The parameters set in the DT were: random_state = 0, max_features = 6, max_depth = 6, criterion = ’gini’. Other parameters were set as default in sklearn software module.
Gradient Boosting Decision Tree (Gbdt)
GBDT is an ensemble classifier based on bootstrap sampling, and its purpose is to improve the generalization ability and robustness by combining the predicted results of multiple base learners (i.e. weak decision trees). The weight is adjusted with iteration, so that the higher weight will be assigned to the data poorly classified. Total 15 weak decision trees were created in GBDT model in this study (e.g. a tree was showed in Fig. S1).
The following showed the parameter factors in the GBDT: learning_rate = 0.1, max_depth = 8, random_state = 0, min_samples_leaf = 2. Other parameters were also set as default in sklearn software.

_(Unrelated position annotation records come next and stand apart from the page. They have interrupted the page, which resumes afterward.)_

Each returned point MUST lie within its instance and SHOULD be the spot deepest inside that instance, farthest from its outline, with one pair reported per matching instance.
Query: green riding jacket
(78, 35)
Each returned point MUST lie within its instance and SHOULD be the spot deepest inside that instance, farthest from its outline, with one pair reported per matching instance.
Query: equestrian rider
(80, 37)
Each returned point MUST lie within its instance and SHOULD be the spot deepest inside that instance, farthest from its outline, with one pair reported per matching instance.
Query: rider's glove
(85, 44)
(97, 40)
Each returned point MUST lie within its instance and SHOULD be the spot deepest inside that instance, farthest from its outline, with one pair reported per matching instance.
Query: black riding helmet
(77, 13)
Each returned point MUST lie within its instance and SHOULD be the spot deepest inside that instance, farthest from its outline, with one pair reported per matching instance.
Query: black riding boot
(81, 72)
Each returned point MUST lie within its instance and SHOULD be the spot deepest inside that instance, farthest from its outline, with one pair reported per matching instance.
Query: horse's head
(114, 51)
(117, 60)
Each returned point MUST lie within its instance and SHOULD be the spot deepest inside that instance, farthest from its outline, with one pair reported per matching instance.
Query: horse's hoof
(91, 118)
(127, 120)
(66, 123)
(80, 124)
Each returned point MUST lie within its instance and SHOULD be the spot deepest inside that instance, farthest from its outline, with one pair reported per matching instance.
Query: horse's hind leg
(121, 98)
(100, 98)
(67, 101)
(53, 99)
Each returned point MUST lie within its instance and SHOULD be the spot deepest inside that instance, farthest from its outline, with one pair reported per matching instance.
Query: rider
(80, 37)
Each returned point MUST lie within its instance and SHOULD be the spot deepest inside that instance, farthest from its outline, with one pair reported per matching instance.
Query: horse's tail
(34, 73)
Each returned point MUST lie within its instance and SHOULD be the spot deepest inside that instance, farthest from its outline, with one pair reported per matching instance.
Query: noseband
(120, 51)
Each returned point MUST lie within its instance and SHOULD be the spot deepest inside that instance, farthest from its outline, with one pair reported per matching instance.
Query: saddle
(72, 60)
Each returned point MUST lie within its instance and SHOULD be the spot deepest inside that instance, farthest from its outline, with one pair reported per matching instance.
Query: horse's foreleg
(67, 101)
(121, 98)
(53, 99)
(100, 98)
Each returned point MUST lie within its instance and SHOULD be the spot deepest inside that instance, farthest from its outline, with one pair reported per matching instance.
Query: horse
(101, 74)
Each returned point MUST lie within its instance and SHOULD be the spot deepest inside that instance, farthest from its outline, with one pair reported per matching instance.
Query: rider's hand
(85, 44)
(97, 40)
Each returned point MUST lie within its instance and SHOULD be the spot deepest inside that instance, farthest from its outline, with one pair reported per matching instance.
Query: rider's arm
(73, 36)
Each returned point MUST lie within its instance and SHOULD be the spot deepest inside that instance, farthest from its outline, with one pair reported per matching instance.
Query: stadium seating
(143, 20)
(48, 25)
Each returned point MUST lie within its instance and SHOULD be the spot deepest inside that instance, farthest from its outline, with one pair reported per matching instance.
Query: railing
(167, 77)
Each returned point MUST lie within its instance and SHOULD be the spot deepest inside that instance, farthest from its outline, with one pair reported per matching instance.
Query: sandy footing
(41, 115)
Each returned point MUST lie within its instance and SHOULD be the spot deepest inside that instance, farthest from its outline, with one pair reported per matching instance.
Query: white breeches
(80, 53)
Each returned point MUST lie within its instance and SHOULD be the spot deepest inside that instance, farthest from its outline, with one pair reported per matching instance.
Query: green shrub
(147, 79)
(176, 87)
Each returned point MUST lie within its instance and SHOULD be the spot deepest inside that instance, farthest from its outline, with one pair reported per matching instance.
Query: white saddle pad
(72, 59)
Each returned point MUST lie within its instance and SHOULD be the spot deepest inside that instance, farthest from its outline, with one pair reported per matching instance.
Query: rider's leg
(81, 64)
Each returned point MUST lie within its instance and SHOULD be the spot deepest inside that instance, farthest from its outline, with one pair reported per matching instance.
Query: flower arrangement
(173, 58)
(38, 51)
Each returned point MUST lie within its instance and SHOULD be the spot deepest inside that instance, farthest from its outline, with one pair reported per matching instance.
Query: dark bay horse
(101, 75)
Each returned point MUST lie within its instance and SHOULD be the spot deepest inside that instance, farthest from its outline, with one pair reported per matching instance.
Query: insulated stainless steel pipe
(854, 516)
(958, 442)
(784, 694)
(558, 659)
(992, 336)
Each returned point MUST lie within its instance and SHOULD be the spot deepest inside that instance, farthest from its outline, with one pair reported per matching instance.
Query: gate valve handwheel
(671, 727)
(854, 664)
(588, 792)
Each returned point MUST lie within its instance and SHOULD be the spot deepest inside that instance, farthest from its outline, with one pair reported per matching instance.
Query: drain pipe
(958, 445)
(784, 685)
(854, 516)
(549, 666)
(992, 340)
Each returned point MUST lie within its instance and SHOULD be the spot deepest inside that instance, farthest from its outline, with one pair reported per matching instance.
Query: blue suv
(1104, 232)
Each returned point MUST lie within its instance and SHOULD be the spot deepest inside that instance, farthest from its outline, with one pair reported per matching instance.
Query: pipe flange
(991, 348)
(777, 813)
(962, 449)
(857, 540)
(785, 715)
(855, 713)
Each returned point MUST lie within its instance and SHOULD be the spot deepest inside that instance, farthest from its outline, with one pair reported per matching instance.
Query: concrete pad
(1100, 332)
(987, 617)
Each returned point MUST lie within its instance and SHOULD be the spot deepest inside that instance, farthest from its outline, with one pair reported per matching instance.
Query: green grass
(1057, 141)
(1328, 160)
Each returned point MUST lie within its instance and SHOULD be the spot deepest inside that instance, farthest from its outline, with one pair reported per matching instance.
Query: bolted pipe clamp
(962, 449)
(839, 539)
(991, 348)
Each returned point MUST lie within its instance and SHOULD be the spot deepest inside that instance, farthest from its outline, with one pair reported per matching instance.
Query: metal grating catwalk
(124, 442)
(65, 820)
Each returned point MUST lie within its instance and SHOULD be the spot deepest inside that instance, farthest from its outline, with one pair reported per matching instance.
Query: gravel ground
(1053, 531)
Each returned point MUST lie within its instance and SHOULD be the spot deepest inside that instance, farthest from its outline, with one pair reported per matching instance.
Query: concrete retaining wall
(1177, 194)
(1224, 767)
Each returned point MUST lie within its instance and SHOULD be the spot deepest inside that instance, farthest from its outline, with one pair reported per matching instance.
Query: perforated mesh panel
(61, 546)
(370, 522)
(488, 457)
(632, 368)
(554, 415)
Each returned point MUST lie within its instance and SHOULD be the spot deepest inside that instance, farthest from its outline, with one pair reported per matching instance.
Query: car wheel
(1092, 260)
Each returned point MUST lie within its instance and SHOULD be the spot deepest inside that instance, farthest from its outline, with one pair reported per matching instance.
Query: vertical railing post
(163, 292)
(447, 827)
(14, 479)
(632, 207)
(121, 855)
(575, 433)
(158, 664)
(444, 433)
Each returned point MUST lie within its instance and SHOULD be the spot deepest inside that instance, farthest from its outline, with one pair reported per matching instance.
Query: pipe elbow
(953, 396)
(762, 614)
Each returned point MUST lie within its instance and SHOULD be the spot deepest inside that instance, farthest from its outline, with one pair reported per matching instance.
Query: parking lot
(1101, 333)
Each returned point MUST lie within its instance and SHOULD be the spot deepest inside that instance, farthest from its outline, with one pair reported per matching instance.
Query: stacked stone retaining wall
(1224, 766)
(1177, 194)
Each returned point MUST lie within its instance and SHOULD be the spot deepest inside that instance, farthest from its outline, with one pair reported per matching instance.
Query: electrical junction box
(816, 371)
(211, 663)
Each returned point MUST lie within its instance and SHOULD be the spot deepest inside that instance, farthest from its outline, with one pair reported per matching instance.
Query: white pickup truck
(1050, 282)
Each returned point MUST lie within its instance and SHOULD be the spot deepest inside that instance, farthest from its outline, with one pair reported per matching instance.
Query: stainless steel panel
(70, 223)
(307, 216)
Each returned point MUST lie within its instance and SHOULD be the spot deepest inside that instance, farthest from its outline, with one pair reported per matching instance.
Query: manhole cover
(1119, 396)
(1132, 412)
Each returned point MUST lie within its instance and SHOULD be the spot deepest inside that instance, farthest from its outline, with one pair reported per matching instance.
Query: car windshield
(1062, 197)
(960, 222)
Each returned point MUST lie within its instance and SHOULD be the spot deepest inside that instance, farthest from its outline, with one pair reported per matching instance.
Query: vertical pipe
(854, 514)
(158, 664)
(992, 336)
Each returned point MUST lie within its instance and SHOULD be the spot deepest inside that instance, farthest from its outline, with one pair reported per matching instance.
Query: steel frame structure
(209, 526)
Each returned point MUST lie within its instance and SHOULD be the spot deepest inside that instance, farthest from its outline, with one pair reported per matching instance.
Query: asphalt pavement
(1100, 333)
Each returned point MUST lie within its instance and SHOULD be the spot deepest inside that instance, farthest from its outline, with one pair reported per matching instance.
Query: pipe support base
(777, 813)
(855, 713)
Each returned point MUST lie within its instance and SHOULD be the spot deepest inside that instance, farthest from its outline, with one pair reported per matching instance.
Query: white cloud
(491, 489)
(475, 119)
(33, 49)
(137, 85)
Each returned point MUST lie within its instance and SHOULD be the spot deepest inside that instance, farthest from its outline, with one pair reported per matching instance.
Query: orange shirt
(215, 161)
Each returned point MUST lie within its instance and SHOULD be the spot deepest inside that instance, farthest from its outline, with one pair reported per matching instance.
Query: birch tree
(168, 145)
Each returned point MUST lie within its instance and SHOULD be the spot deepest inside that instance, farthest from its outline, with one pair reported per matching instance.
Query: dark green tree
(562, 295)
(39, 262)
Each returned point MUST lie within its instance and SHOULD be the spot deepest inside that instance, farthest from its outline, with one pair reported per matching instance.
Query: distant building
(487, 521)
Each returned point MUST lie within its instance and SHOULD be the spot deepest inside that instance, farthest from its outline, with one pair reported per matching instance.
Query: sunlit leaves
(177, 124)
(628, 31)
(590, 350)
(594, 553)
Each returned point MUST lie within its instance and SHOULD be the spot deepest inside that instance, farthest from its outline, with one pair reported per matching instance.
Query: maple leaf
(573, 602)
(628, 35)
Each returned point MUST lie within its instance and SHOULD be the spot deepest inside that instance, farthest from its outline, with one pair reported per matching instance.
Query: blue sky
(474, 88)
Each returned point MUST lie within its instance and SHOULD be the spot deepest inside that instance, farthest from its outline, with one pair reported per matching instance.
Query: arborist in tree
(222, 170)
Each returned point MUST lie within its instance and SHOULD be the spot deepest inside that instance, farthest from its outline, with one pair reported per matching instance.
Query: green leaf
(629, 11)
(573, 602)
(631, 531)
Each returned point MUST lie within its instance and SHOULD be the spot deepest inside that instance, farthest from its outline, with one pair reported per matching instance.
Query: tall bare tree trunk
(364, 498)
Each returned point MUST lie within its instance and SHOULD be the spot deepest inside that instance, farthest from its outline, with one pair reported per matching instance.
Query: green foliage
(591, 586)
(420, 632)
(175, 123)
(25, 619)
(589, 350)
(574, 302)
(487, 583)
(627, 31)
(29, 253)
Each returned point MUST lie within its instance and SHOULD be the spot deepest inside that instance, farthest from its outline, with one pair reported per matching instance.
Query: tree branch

Performance Comparison Between Radiologists And Models
The diagnostic performance differences between three ML models and two radiologists were compared in internal validation cohort.
Feature Variable Analysis
GBDT and LR showed excellent diagnostic effency in the prediction of risk classification of gastric GISTs on account of the high accuracy and strong robustness. LR is famous for determining the beneficial features to support decision by linear analysis, since the result is easy to explain. Firstly, significant CT features were determined by univariate analysis. Secondly, variable with P less than 0.05 were as the input data to calculate the independent risk factors for high-risk malignant GISTs. In order to find out the top five important features for high-grade malignant GISTs, the function of Feature_Importance was performed. The description of feature importance was in the website: https://scikit-learn.org/stable/ modules/ensemble.html#gradient-tree-boosting). According to the official documentation description, individual decision trees in the GBDT model intrinsically perform feature selection by selecting appropriate split points. This information can be used to measure the importance of each feature. The basic idea is: the more often a feature is used in the split points of a tree, the more important that feature is. Subsequently, the feature variables of LR and GBDT were compared.
Statistical Analysis
Continuous distributed data were showed as mean ± SD, and categorical variables were expressed as n (%). Univariate analysis using t test or Mann-Whitney U test for continuous variables and Fisher’s exact test for categorical variables were performed to compare CT features between the low-grade malignancy and high-grade malignancy groups. Variables with P < 0.05 were considered as significant features and included in the LR multivariate analysis. The final features with P < 0.05 from multivariate logistic regression model indicated the significant predictors of high risk GISTs. Statistical analyses were performed using SPSS version 22.0 (SPSS Inc., Chicago, IL, USA). A statistically significant difference was defined as two - sided P value < 0.05.